Татары в рассказе новгородца действуют крайне успешно. Все, что они затевают, им удается. Видимо, поэтому рассказ летописца о военных удачах монголо-татар довольно монотонен: книжник просто перечисляет этапы движения татар к поставленным целям. Характерно описание осады Рязани и синхронных этому событий. Так, «иноплеменници погании оступиша Рязань и острогомъ оградиша», после чего они сражаются с рязанским князем Романом вне стен города («оступиша ихъ татарове у Коломны, и бишася крепко, и прогониша ихъ к надолобомъ, и ту убиша князя Романа»), вслед за этим «татарове взяша град (Москву)», «избиша» москвичей, после чего, «вземшемъ Рязань», «поидоша къ Володимирю»[158]. Победы татар происходят как бы сами собой, без каких бы то ни было усилий с их стороны. Та же тенденция наблюдается и в описании дальнейших событий, связанных теперь уже с осадой Владимира: татары «приближишася къ граду, и оступиша градъ силою, и отыниша тыномъ всь». «Заутрие» город оказывается уже взят (это замечают (!) оставшиеся во Владимире защитники города — князь Всеволод и владыка Митрофан) и разграблен. Татары поразительно, сверхъестественно удачливы в борьбе с русскими и за пределами городов. Бежавший из Владимира великий князь Юрий Всеволодович просто не успевает «ничтоже» противопоставить «внезапу приспевшим» татарам и погибает «на реце Сити».
Представляется, что книжник не случайно так однообразен в описании побед «поганых». Связано это, вероятно, даже не столько с их реальными успехами, которые, конечно, были велики, сколько с авторским представлением о том, каким способом монголо- татары достигали своих побед. «Окаянные безбожники» татары, в восприятии летописца, не могли поступать иначе, они не могли действовать против русских с какими?либо затруднениями — это, судя по всему, просто бы не соответствовало стереотипу должного для них поведения.

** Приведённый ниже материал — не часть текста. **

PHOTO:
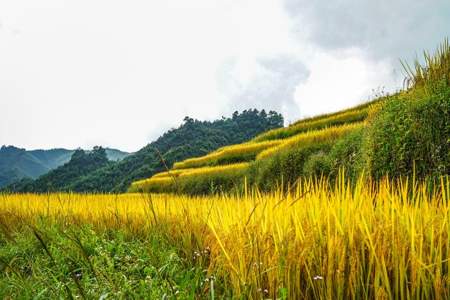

Для летописца военные удачи татар связывались с тем, что татары действовали в качестве орудия Божьей кары, и, следовательно, с принципиальной невозможностью русских противостоять «промыслу Господнему», карающему Русь «за грехи». Новгородский книжник неоднократно подчеркивает очевидную для него мысль о том, что невозможно противиться Божьему гневу. Татары, действующие в качестве орудия этого гнева, не встречают никакого сопротивления со стороны русских.